Reviewed by Connor Dealing:
Adult Night at Skate World is captivating and offers us a sort of expose to the underbelly of what can be the average life experience. Average does not equate to the unspectacular more than it does the commonly overlooked. Self-discovery, romance, and friendship are all part of the unforgettable journey within this read. The collection lands within narrative poetry and is a story that I feel is universally shared. Each poem is delivered in a way that develops and evolves much like the narratives that are often featured in short stories.
Everything that happens is rooted in reality and it’s never suggested as otherwise but Kallery talks about this life in such a way that feels strategic. The mixture of Realism in the absurd formatted as a formal confession cuts deep and clean. Like the old charming guy with the groovy moves on skates at the teens skating rink, Kallery talks about that guy. Also, the old scraping van of the other old guy who once had dreams of being a rockstar. Tonally this reality is cold, clutching and unforgiving. But it’s also beautiful at the most unexpected moments and unabashedly robust much like real life. This is Christina Kallery’s first book. The writing feels so genuine at times that I wonder if there are even the smallest of elements that could be considered autobiographical.
The subject matter is plentifully diverse for being so congruently themed. It deals with growing up, finding oneself, and the complexity of relationships. Often one thing leads to another, and I think Kallery leans into this a bit. Heartbreak leads longing which leads to obsession which is then the deterioration of mental health. Something I read in this very clearly is the battle with age which is curious because I also read a lot of comfort in the nostalgic. “At The Dollar Store,” another poem within the book details the candy by the register so precious to us as children, and a crutch to our parents.

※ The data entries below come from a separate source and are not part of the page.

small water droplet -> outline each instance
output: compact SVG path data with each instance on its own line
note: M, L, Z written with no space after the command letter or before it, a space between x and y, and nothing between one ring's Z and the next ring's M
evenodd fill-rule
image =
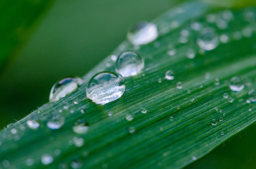
M139 73L144 68L143 58L134 51L121 53L115 63L115 70L122 77L129 77Z
M44 165L48 165L53 162L53 158L49 154L45 154L41 157L41 162Z
M28 158L25 160L25 164L28 166L32 166L34 164L34 161L32 158Z
M225 98L225 99L228 98L228 94L224 93L223 95L223 97Z
M56 101L74 92L82 84L82 80L78 77L66 77L55 83L50 93L50 102Z
M76 134L86 134L89 129L83 119L78 119L73 127L73 131Z
M141 108L141 113L144 113L144 114L146 114L146 109L145 108Z
M174 80L174 75L173 75L173 70L168 70L165 72L165 79L168 80Z
M77 147L83 146L84 139L82 137L75 137L73 138L74 144Z
M233 103L233 101L234 101L234 99L232 98L232 97L231 97L231 98L228 99L228 102L229 102L229 103Z
M194 52L194 51L193 49L189 49L187 51L187 57L190 58L190 59L192 59L194 58L194 56L196 56L196 53Z
M229 88L233 92L240 92L244 88L245 85L237 76L233 77L229 83Z
M134 120L134 116L131 114L127 114L125 115L125 119L127 121L132 121L132 120Z
M112 72L101 72L90 80L86 87L86 96L97 104L104 105L120 98L124 89L121 76Z
M206 27L201 32L197 42L200 48L206 51L211 51L219 45L219 37L214 29Z
M77 169L77 168L81 168L83 165L83 163L81 160L79 159L75 159L71 161L71 163L70 163L70 166L73 168L73 169Z
M167 54L170 56L173 56L176 54L176 51L175 49L170 50L167 52Z
M182 89L182 82L178 82L177 83L177 89Z
M215 118L211 120L211 125L216 125L217 123L218 123L218 121Z
M129 132L132 134L134 132L135 132L136 130L135 130L135 127L130 127L129 128Z
M127 33L128 40L134 45L146 44L158 36L157 27L149 22L140 22L131 27Z
M27 125L30 129L37 129L40 125L38 122L33 120L27 120Z
M60 114L54 113L52 118L47 123L47 127L52 130L57 130L63 126L65 123L65 118Z
M256 91L252 89L249 92L249 99L251 102L256 102Z

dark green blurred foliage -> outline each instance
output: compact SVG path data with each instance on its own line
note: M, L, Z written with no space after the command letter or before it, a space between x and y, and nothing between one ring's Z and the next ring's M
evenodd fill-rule
M86 73L126 38L132 24L151 20L178 1L56 1L1 73L0 127L48 101L56 81ZM187 168L256 168L255 131L253 125Z

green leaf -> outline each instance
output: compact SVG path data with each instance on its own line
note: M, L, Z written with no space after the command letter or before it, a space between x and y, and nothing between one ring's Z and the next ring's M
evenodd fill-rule
M47 168L180 168L202 157L255 121L256 106L249 101L248 92L256 87L256 27L253 15L248 15L255 12L255 8L211 8L199 2L170 10L153 21L160 34L156 41L141 46L124 42L112 54L132 49L145 60L141 73L124 78L126 90L120 99L97 105L86 99L85 82L59 101L45 104L0 132L2 165L42 168L42 157L47 154L53 158ZM211 23L211 18L231 13L227 27ZM200 31L192 30L194 25L214 29L221 37L219 46L207 51L199 49ZM181 43L184 30L190 34ZM196 54L192 59L187 57L191 50ZM84 80L104 70L115 71L110 56ZM165 79L168 70L175 73L173 80ZM245 85L239 92L229 88L234 76ZM177 89L178 82L182 89ZM46 125L54 113L66 119L57 130ZM127 121L127 115L133 120ZM30 129L30 119L40 127ZM86 121L87 133L73 132L78 119ZM134 132L129 132L131 127Z
M52 0L0 1L0 68L20 50Z

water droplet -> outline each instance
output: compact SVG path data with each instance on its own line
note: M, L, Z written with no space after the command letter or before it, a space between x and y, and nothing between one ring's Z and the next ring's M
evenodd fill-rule
M175 49L170 50L167 52L167 54L170 56L173 56L176 54L176 51Z
M177 83L177 89L182 89L182 82L178 82Z
M73 127L73 131L76 134L86 134L88 129L89 126L83 119L78 119Z
M194 51L193 51L193 49L190 49L187 51L186 55L187 58L192 59L196 56L196 53L194 52Z
M226 34L222 34L219 37L219 39L220 39L221 42L222 42L223 44L226 44L229 40L229 37Z
M174 80L174 75L173 75L173 70L166 71L165 77L165 79L167 79L168 80Z
M11 130L11 134L17 134L17 130L15 129L15 128L12 128L12 129Z
M122 77L129 77L139 73L144 68L144 61L134 51L124 51L120 54L115 63L115 70Z
M233 101L234 101L234 99L232 98L232 97L231 97L231 98L228 99L228 102L229 102L229 103L233 103Z
M41 157L41 162L44 165L48 165L53 162L53 158L49 154L45 154Z
M127 114L127 115L125 115L125 119L127 121L132 121L132 120L134 120L134 116L131 114Z
M144 114L146 114L146 109L145 108L141 108L141 113L144 113Z
M219 86L219 84L220 84L220 82L219 82L219 78L216 78L216 79L215 79L215 82L214 82L215 86Z
M252 89L249 92L249 99L251 102L256 102L256 91Z
M200 48L206 51L214 49L219 44L219 37L214 29L204 28L197 40Z
M50 101L56 101L74 92L82 84L82 80L78 77L66 77L55 83L50 93Z
M227 98L228 98L228 94L227 93L224 93L223 95L223 97L225 99L227 99Z
M134 133L134 132L135 132L135 127L130 127L129 128L129 133L131 133L131 134L132 134L132 133Z
M244 88L245 85L237 76L233 77L229 83L229 88L233 92L240 92Z
M38 122L33 120L27 120L27 125L30 129L37 129L40 125Z
M47 123L47 127L52 130L57 130L63 126L65 118L59 113L53 113L52 118Z
M82 137L75 137L73 138L74 144L77 147L83 146L84 139Z
M97 104L104 105L120 98L124 89L121 76L112 72L101 72L90 80L86 96Z
M148 22L140 22L128 31L127 39L134 45L146 44L154 41L158 36L156 25Z
M79 159L73 160L70 164L70 166L73 169L77 169L81 168L83 165L83 163Z
M28 158L25 160L25 164L28 165L28 166L31 166L34 164L34 161L33 159L32 158Z

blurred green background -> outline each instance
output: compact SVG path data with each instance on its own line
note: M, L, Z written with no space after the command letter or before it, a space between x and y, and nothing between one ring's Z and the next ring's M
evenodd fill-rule
M126 38L131 25L151 20L179 1L55 1L1 73L0 128L48 101L56 81L86 74ZM253 125L187 168L256 168L255 131Z

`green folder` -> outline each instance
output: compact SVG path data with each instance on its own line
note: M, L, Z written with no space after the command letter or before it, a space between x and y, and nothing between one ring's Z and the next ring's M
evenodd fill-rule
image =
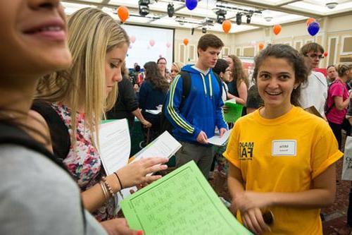
M227 112L224 114L226 122L234 123L242 115L243 105L234 102L234 99L226 101L225 105L228 107Z
M144 234L252 234L226 208L191 161L121 202Z

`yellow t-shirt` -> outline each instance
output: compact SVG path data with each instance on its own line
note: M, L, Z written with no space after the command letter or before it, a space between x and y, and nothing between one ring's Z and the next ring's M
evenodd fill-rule
M235 123L224 156L242 174L246 191L300 192L341 157L328 124L293 107L274 119L259 111ZM268 208L274 215L272 232L265 234L322 234L319 209Z

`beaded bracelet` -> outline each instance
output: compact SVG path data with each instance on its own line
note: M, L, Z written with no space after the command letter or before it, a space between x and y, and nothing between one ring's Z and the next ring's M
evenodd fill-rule
M109 198L112 197L113 195L113 189L111 188L111 186L110 186L110 184L108 184L108 181L106 181L106 178L103 176L101 179L103 180L103 182L104 183L106 188L108 188L108 192L110 193Z
M103 193L104 195L105 200L108 200L109 199L109 196L108 196L108 193L107 191L107 189L105 186L105 184L103 183L103 181L100 181L99 184L100 184L100 186L101 187L101 190L103 191Z

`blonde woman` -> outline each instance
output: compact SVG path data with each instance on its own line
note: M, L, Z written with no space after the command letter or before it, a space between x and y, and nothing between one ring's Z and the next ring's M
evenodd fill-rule
M115 102L129 37L111 16L94 8L83 8L72 15L68 35L72 66L42 79L37 97L50 103L67 127L70 145L67 155L62 156L63 164L82 190L84 207L103 221L115 216L113 195L118 191L160 178L146 175L166 169L163 164L167 160L142 159L105 175L97 149L99 124ZM51 138L57 138L57 126L53 126L50 119L46 122ZM55 141L53 147L55 152L62 154Z
M156 64L158 64L158 68L161 76L164 77L166 80L170 83L172 78L170 74L166 69L166 64L168 64L168 62L166 61L166 59L165 59L164 57L159 57L159 59L158 59L158 60L156 61Z
M235 55L230 55L226 58L231 69L230 81L227 83L229 88L228 98L236 99L236 102L246 105L247 101L248 78L242 68L242 62Z
M171 73L170 75L171 76L171 80L172 81L176 76L181 71L181 68L184 66L182 62L173 62L171 66Z
M0 234L105 235L82 210L77 183L43 147L50 143L44 120L29 114L39 78L71 63L63 8L58 0L0 1ZM124 219L104 227L138 234Z

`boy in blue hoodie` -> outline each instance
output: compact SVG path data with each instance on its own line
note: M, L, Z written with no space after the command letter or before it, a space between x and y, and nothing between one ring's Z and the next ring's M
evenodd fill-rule
M227 128L221 109L222 88L211 69L223 46L215 35L203 35L198 42L197 62L182 68L189 73L189 94L182 98L183 80L178 75L171 84L165 103L165 115L174 127L173 135L182 145L176 153L176 167L194 160L206 179L214 157L208 138L214 135L215 127L220 136Z

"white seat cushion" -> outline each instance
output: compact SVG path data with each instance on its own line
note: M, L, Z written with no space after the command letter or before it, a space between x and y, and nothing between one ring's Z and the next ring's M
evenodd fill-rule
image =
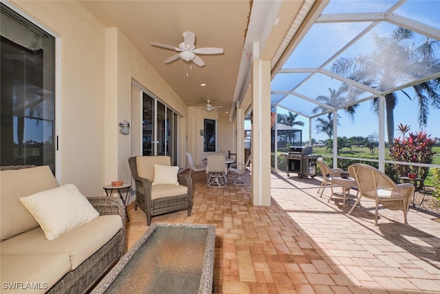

Important and sometimes confusing questions are asked that confront the reader effectively. Do we belong to the shoulders we choose to cry on? Do I have the right to be mad for being excluded? Adult Night at Skate World asks the big questions about identity, love, and the choices we make in life. Settings are intimate and nostalgic for anyone born before 2000. Memories that are specific and foundational to the outcome of a generation. I am not sure if there was a main character or protagonist. Who ever was telling the story more often seemed like a bystander or onlooker. That’s not to say nothing happens in first person because it does, but still, it is usually to recall a fond memory. Maybe even rant about a bad one. It explores the idea that our past experiences shape who we are and how we view the world.
I think the premise seeks to connect with not just a wider audience but every one who still feels like their growing up or can’t get enough of their own nostalgia in an ever-changing world. This is for the ones that want to remember to be grateful for the pressure and grime that molded them. The poems are centered around a group of people who reunite at Skate World, the roller-skating rink they frequented during their teenage years. Each character has their own poems which detail their struggles and desires. The author’s vivid and detailed descriptions of the characters and their surroundings make it easy for readers to immerse themselves in the bigger story.
Overall, Adult Night at Skate World is a delightful and thought-provoking read. While there are some moments where the pacing feels slow, the world is built with expertise, and the writing is engaging. Fans of short stories and poetry alike will find this book to be a refreshing and enjoyable addition to their reading list. Kallery’s writing is both beautiful and accessible, and she has created a cast of characters that are easy to root for. The novel is a perfect choice for readers who are looking for a good rollercoaster that explores a full range of emotion leaving you feeling whole and complete by the end. It’s a reminder that no matter how lost we may feel in life, there is always hope for a brighter future if we follow our dreams and surround ourselves with people who believe in us.